The down side to this negative control is that sometimes it is not clear where a particular protein is not expected to bind. It also requires designing additional primers and is not as versatile as IgG control.

Relative to common control

Some papers normalize the ChIP data to a common control like GAPDH or 18s rDNA. In an ideal ChIP reaction, if the protein is not expected to be present at these genes, there should be no DNA recovered that would amplify with GAPDH or 18s primers. However, there is always some non-specific binding and background is always present. This normalization technique takes advantage of this noise. 18s, GAPDH and several other genes exist in numerous copies across the genome and would produce the strongest signal from within the background noise.

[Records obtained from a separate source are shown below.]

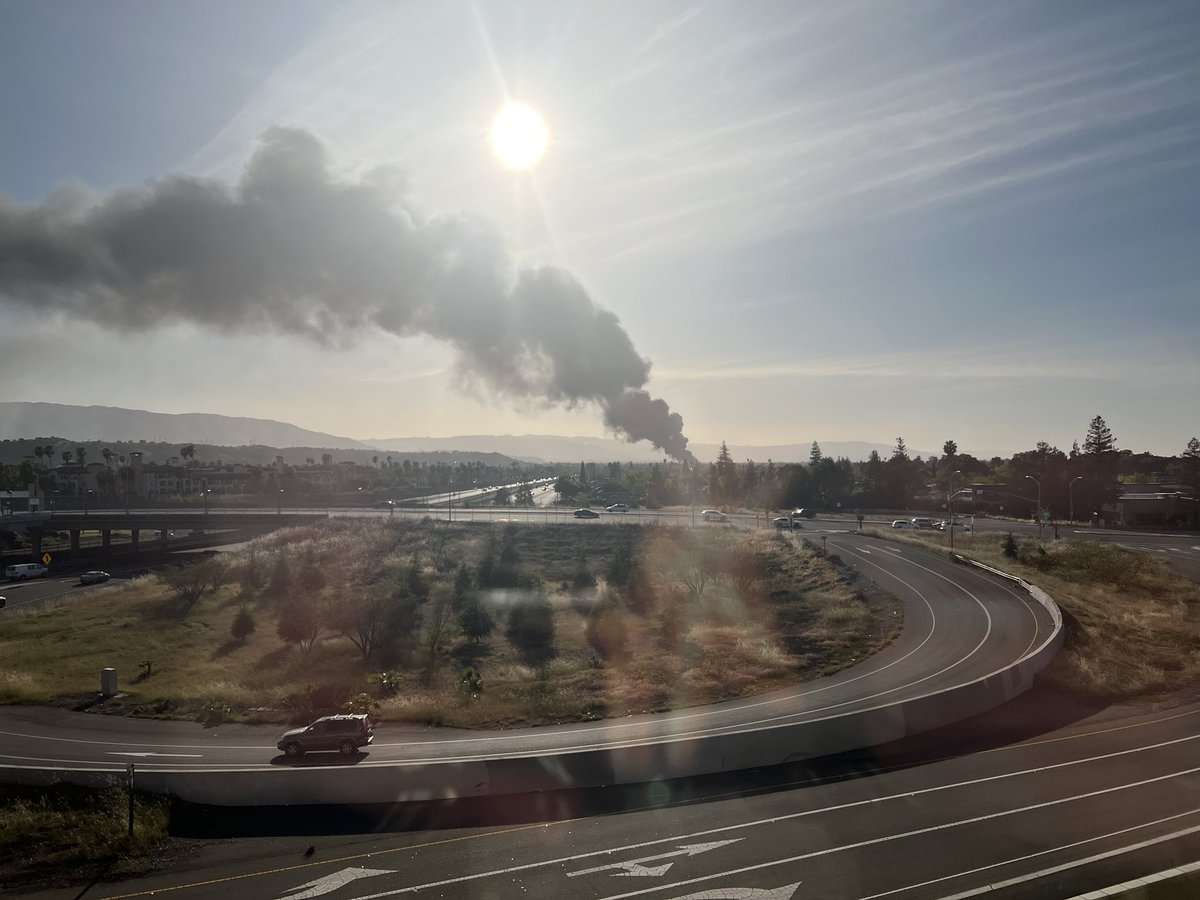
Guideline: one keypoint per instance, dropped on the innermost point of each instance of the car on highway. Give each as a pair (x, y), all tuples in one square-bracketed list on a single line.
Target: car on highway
[(21, 571), (343, 733)]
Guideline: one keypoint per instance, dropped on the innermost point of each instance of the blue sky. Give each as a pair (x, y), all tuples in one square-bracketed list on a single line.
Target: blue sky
[(829, 221)]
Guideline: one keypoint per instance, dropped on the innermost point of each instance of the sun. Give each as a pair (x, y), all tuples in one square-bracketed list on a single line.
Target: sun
[(519, 136)]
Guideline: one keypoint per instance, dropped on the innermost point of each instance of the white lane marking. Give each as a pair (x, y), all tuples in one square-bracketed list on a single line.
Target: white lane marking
[(610, 744), (189, 756), (1089, 861), (887, 838), (688, 850), (333, 882), (906, 796), (781, 893)]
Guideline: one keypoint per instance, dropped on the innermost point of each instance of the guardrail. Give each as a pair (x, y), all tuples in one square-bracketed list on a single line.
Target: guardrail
[(617, 765)]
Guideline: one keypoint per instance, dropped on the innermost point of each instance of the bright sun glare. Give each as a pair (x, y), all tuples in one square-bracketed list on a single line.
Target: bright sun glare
[(519, 136)]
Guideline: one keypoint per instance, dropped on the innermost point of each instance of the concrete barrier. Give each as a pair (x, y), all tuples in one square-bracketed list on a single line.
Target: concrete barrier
[(623, 763)]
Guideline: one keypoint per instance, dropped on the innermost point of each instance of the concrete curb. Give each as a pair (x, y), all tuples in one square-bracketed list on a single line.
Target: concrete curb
[(623, 763)]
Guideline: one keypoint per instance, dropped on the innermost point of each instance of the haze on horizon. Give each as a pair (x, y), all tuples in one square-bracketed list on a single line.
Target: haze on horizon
[(838, 222)]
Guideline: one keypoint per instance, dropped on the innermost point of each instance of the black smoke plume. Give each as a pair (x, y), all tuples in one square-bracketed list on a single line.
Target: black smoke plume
[(293, 250)]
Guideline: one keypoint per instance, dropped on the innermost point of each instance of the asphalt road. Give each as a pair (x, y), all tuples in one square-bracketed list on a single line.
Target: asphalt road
[(1020, 803), (959, 625)]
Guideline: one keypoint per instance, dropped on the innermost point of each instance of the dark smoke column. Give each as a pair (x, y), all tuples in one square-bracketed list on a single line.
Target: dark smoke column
[(289, 249)]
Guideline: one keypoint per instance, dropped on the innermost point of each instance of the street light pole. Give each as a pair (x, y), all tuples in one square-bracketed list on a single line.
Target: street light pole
[(953, 501), (1039, 504)]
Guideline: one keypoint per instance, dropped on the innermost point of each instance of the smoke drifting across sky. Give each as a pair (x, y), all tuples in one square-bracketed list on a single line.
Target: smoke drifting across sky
[(294, 250)]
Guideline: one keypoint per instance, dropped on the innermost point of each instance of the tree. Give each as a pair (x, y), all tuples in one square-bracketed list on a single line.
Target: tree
[(475, 619), (1099, 438), (531, 630), (243, 625), (360, 616), (299, 621), (439, 623), (1099, 463), (191, 581)]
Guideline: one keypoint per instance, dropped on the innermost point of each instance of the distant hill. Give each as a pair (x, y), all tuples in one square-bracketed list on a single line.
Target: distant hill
[(113, 424), (549, 448), (244, 439)]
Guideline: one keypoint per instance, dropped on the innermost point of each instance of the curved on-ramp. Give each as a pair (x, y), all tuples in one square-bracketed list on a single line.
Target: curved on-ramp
[(972, 640)]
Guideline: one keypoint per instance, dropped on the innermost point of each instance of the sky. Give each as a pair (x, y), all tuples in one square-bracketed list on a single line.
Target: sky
[(783, 222)]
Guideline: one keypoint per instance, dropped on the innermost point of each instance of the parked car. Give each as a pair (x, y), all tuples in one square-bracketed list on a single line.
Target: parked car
[(21, 571), (343, 733)]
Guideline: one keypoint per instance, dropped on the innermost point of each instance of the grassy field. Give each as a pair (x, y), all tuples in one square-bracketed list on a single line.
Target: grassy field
[(71, 835), (1133, 628), (387, 617)]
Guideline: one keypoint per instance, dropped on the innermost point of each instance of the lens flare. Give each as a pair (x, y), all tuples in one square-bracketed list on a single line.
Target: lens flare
[(519, 136)]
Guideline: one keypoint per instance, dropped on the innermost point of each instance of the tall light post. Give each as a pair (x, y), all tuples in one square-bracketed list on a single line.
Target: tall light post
[(1071, 496), (1039, 504), (952, 502)]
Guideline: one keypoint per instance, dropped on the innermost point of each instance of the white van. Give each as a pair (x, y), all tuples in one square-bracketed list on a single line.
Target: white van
[(25, 570)]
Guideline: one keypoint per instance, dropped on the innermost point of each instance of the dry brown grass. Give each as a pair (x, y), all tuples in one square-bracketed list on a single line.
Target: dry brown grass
[(720, 613), (1133, 627)]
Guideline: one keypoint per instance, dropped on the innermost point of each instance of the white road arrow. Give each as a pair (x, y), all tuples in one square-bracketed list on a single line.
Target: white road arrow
[(783, 893), (634, 867), (190, 756), (333, 882)]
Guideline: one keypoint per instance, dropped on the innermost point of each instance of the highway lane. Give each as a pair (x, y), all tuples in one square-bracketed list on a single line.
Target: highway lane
[(41, 592), (1072, 809), (959, 625)]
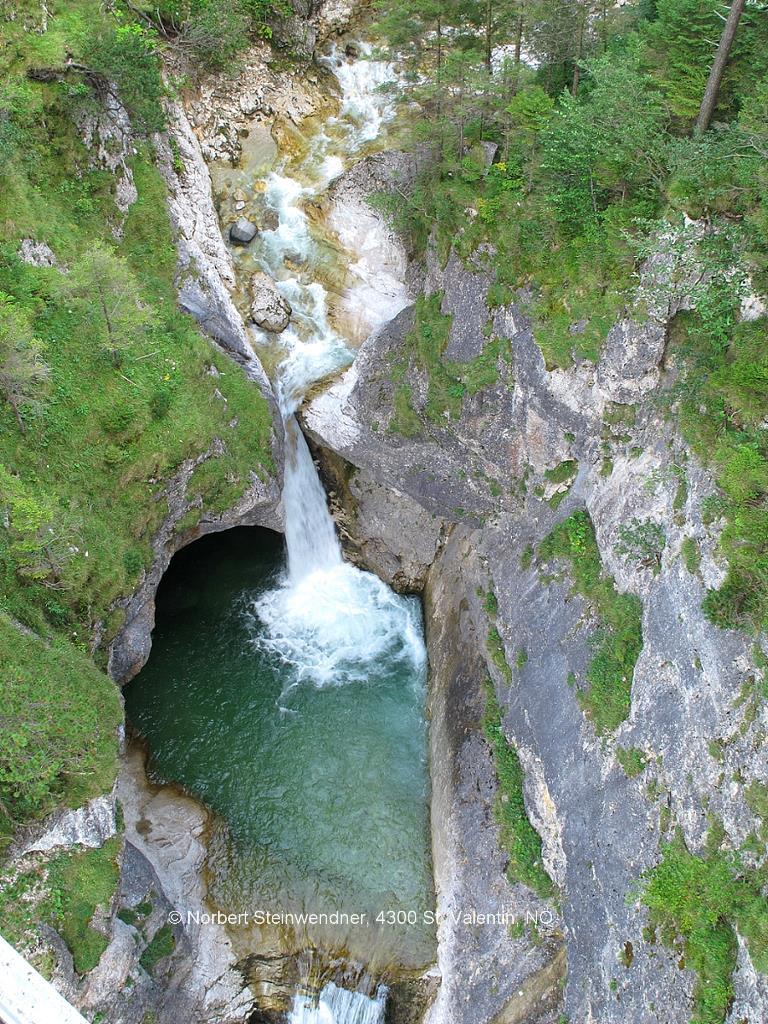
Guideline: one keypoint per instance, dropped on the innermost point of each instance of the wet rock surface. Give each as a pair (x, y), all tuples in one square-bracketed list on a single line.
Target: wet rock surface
[(488, 475), (268, 309)]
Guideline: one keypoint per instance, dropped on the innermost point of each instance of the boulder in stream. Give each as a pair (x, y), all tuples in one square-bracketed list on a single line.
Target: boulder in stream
[(268, 309), (242, 231)]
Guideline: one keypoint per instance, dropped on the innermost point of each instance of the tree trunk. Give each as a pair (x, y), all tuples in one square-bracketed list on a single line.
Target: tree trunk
[(710, 98), (488, 36), (518, 53), (580, 49)]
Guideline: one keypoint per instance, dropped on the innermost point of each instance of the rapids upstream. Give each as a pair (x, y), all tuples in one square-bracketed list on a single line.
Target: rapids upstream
[(286, 689)]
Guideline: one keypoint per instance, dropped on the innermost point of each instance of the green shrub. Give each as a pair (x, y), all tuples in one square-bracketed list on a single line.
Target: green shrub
[(80, 883), (127, 54), (519, 839), (58, 741), (632, 759), (701, 899)]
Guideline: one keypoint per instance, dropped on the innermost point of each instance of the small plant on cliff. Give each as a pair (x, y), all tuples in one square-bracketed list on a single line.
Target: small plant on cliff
[(520, 840), (642, 541), (700, 899), (617, 640)]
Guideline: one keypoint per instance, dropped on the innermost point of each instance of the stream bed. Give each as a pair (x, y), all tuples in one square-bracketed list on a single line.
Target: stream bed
[(286, 689)]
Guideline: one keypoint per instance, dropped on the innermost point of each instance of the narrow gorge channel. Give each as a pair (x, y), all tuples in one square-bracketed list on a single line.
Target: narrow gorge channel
[(286, 688)]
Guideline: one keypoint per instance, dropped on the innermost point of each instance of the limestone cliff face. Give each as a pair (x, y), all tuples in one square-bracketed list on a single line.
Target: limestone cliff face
[(525, 453)]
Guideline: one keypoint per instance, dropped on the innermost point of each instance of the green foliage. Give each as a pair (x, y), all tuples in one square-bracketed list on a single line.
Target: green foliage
[(64, 892), (162, 944), (519, 839), (723, 409), (58, 727), (617, 640), (127, 54), (80, 883), (23, 372), (632, 759), (642, 541), (110, 392), (700, 899), (683, 38)]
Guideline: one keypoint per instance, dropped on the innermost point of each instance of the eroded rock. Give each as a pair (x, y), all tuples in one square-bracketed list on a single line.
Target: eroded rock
[(269, 309)]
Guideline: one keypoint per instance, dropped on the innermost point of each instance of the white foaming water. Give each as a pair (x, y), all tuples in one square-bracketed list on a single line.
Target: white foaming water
[(339, 1005), (310, 537), (330, 623)]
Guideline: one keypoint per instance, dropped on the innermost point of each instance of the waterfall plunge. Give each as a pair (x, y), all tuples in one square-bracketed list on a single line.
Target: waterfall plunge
[(329, 622), (335, 1005)]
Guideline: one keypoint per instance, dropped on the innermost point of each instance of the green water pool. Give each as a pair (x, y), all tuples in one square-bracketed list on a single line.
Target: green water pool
[(320, 791)]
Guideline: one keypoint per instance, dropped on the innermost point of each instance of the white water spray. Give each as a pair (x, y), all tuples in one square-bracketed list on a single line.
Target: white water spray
[(330, 623), (335, 1005)]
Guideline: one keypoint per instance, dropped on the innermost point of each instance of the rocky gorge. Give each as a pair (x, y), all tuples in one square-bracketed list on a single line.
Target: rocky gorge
[(462, 509)]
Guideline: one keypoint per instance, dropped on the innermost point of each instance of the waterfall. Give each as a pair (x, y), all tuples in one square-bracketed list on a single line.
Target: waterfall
[(329, 622), (339, 1006), (310, 537)]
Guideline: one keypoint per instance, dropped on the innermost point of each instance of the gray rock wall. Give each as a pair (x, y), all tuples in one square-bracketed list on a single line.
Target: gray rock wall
[(486, 473)]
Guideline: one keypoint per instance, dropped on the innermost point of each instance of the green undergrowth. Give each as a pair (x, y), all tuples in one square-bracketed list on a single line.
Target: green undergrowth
[(632, 759), (617, 639), (64, 893), (448, 381), (723, 411), (111, 391), (520, 840), (695, 902), (58, 727)]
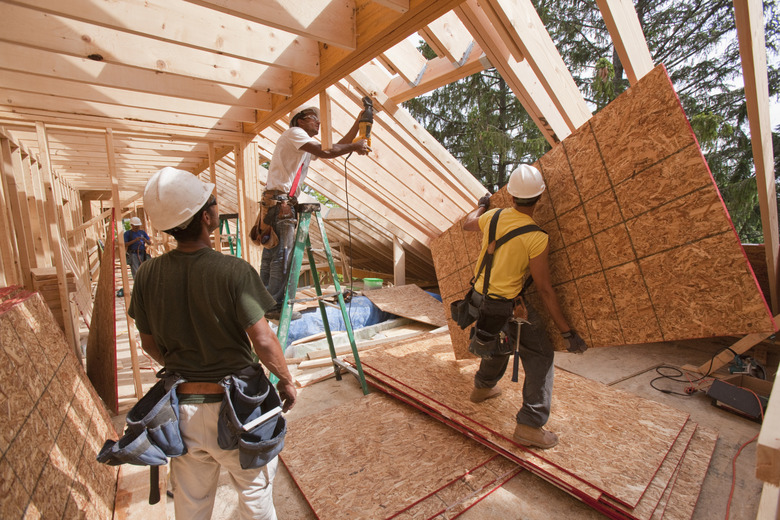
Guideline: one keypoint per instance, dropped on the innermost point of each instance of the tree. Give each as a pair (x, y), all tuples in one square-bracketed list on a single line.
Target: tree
[(695, 39)]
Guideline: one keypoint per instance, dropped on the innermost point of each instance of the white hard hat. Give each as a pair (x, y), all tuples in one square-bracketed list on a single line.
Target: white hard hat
[(525, 182), (172, 197), (303, 108)]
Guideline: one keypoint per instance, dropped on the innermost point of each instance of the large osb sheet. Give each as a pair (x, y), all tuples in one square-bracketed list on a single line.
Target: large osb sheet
[(610, 439), (392, 459), (409, 301), (52, 423), (642, 248)]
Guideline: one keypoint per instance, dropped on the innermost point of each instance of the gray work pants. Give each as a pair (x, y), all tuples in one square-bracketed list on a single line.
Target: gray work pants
[(537, 356)]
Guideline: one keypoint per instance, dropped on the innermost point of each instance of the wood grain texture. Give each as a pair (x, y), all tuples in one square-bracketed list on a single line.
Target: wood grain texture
[(52, 423), (391, 457), (409, 301), (101, 343), (610, 439), (636, 221)]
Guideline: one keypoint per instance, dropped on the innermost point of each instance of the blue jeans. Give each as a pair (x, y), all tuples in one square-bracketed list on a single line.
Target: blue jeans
[(135, 260), (537, 356)]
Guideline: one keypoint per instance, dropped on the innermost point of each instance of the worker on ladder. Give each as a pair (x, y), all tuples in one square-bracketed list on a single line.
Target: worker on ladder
[(274, 228)]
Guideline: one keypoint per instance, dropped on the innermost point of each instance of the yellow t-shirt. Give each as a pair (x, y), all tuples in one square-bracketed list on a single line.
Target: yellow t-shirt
[(511, 260)]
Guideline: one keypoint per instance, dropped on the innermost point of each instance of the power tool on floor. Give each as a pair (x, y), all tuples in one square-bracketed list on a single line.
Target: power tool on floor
[(366, 121)]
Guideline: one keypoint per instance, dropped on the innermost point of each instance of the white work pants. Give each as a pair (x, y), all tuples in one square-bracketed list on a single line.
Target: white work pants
[(194, 476)]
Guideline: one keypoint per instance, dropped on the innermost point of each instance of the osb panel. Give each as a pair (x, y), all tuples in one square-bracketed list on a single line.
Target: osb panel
[(409, 301), (631, 188), (52, 423), (101, 343), (693, 469), (650, 500), (406, 456), (611, 439)]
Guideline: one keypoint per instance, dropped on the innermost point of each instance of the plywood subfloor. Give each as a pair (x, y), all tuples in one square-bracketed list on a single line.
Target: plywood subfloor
[(610, 439), (409, 301), (52, 423), (642, 248), (392, 460)]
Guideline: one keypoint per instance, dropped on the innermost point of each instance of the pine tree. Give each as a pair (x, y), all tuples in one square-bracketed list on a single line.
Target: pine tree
[(480, 121)]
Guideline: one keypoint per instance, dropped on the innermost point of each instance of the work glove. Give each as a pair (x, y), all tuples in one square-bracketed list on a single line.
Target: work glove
[(574, 343)]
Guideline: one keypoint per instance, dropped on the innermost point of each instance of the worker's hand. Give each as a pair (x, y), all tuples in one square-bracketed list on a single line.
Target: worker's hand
[(288, 394), (574, 342), (361, 147)]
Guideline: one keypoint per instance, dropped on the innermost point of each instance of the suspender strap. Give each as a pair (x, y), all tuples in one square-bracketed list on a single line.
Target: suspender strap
[(493, 244)]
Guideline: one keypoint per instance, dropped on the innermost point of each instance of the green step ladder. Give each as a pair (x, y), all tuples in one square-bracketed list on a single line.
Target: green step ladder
[(305, 212)]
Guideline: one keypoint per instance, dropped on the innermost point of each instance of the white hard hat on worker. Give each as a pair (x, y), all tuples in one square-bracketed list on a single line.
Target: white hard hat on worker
[(172, 197), (525, 182)]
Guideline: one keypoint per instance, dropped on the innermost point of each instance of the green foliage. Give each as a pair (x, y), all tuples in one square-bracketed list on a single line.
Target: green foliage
[(479, 120)]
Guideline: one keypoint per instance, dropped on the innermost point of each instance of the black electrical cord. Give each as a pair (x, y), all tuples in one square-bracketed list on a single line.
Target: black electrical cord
[(349, 234), (689, 390)]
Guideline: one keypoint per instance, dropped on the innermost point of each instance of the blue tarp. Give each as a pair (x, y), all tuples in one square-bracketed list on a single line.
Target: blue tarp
[(362, 313)]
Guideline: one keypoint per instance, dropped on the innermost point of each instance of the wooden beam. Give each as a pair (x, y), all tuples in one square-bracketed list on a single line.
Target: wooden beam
[(768, 449), (378, 29), (399, 262), (526, 37), (213, 180), (186, 23), (71, 90), (518, 74), (46, 64), (749, 19), (404, 59), (120, 239), (448, 37), (77, 38), (53, 232), (627, 37), (326, 21), (438, 73)]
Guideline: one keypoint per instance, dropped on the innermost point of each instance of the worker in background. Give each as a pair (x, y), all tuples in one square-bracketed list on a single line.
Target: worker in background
[(275, 225), (199, 313), (136, 241), (512, 262)]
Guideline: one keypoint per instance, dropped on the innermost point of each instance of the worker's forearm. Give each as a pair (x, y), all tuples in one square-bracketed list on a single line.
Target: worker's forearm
[(351, 134), (340, 149)]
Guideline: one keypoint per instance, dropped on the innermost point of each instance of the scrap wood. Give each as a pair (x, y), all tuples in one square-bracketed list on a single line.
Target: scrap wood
[(410, 302), (390, 458), (629, 437)]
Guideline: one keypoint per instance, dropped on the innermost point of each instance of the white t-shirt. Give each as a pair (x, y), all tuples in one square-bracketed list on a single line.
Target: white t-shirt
[(287, 158)]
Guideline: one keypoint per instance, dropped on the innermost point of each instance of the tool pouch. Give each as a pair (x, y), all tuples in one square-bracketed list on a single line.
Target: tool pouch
[(248, 395), (463, 311), (152, 433), (486, 339)]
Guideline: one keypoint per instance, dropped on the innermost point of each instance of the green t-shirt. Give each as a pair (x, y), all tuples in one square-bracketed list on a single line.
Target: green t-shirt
[(198, 307)]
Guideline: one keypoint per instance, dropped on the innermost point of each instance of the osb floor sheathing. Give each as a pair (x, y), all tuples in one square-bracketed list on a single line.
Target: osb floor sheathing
[(611, 441), (642, 248)]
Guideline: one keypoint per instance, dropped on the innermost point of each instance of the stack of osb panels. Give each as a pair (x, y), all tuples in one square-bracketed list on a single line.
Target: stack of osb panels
[(52, 424), (392, 462), (625, 456), (642, 248)]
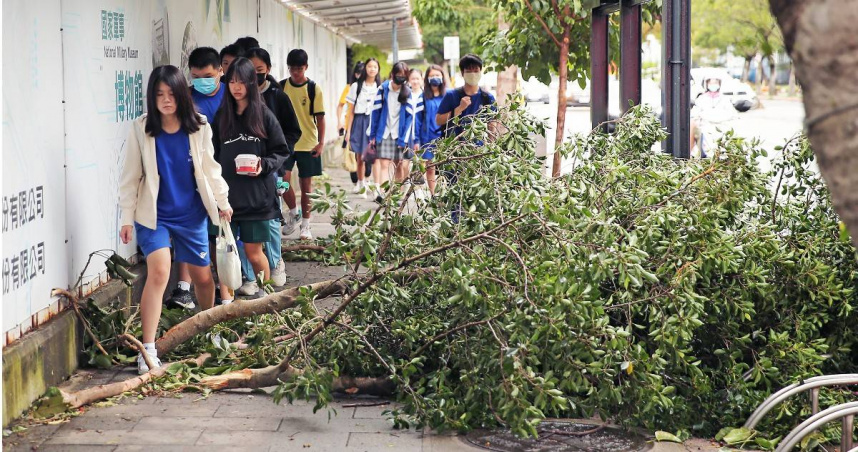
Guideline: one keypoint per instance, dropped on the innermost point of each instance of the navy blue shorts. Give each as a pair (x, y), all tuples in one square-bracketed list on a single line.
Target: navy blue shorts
[(190, 240)]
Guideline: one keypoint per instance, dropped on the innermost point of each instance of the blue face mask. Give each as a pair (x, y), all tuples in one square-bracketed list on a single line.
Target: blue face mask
[(205, 85)]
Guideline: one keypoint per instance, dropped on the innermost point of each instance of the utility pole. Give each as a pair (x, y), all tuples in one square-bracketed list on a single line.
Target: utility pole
[(395, 44)]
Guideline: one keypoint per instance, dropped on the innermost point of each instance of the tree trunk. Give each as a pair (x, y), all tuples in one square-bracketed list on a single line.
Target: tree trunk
[(205, 320), (746, 69), (791, 89), (561, 101), (759, 78), (821, 40), (773, 76), (508, 78)]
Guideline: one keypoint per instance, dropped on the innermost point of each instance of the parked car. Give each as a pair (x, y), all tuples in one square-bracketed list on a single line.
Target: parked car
[(741, 94), (535, 91)]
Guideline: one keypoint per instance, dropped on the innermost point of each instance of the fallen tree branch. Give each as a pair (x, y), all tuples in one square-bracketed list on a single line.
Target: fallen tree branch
[(451, 331), (306, 247), (205, 320), (363, 405), (272, 376), (58, 401), (73, 301), (131, 340)]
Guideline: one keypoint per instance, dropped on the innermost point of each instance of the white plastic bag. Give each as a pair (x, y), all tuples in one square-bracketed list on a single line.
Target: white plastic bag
[(228, 262)]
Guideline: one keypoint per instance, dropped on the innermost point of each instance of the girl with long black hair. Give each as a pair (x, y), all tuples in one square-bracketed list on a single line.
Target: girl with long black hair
[(435, 87), (390, 124), (171, 186), (360, 99), (244, 125)]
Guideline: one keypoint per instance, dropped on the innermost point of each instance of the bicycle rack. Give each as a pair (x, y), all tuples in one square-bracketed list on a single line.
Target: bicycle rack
[(844, 411)]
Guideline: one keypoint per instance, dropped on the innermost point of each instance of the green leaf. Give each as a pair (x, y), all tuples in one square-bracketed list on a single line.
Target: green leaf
[(666, 436)]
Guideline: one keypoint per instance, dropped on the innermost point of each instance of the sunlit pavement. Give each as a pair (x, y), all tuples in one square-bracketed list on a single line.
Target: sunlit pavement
[(774, 123)]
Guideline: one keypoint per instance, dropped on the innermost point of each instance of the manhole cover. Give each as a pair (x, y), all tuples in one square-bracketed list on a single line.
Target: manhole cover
[(561, 436)]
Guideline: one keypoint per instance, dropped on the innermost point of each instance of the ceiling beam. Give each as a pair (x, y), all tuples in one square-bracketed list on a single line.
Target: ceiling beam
[(357, 14), (348, 5)]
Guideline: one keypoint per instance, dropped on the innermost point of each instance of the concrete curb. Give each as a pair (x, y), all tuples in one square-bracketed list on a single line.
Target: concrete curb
[(50, 354)]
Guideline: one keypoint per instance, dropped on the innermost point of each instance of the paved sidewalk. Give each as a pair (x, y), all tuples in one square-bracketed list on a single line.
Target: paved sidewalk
[(239, 420)]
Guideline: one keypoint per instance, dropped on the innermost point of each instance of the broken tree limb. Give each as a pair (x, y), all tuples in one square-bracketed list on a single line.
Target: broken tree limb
[(268, 376), (73, 301), (306, 247), (205, 320), (131, 340), (58, 401), (285, 299)]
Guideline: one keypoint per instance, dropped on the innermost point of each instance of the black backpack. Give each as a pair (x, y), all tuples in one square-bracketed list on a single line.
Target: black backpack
[(449, 129), (311, 93)]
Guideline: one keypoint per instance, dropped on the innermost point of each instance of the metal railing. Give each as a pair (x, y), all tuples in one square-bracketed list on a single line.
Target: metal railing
[(846, 411)]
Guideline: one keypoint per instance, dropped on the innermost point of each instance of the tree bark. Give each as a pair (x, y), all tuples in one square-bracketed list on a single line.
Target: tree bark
[(205, 320), (508, 78), (561, 101), (746, 69), (773, 76), (59, 401), (791, 90), (272, 376), (820, 38)]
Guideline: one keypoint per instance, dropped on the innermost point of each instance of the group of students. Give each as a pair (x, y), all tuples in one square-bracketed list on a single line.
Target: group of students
[(387, 124), (180, 179)]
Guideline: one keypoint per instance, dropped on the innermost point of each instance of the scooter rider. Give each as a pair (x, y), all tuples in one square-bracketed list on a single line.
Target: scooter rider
[(710, 107)]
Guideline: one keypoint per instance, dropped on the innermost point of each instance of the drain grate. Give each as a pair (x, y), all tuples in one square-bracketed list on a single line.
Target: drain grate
[(561, 436)]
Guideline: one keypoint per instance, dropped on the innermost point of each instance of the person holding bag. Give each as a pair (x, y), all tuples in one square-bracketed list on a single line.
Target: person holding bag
[(360, 99), (170, 185), (245, 130)]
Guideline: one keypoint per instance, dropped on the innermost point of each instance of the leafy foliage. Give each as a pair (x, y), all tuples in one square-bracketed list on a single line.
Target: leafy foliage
[(661, 293), (673, 295)]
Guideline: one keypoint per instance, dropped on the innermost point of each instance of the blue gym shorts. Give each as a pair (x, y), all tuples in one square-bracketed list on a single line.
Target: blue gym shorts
[(190, 240)]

In this method, there is no input DNA. Rather, each of the samples is expressed as fold over control.

Let's say that our sample CtP is 23 and out negative control is CtN is 27.

Then our data would be expressed as $ \dfrac{E_p^{40-Ct_P}}{E_p^{40-Ct_N}} = E_p^{Ct_N-Ct_P} $ which in our case would be $ 2^{27-23} = 2^4 = 16 $.

By doing this with all the samples we will obtain "normalized" values and can then compare them.

This normalization will account for non-specific binding by the antibody and the beads as well as potential error within the procedure, but because the amount of DNA pulled down is relatively small, the values may fluctuate significantly making this control unreliable. Furthermore, one must be certain that a particular protein or modification is not present at the control loci, because this would produce false negative results.

Finally as the reagents and techniques get better and better, the amount of background is expected to decrease. With lower levels of background the signal of the control would decrease and fluctuate even more, making this method of calculation even less reliable.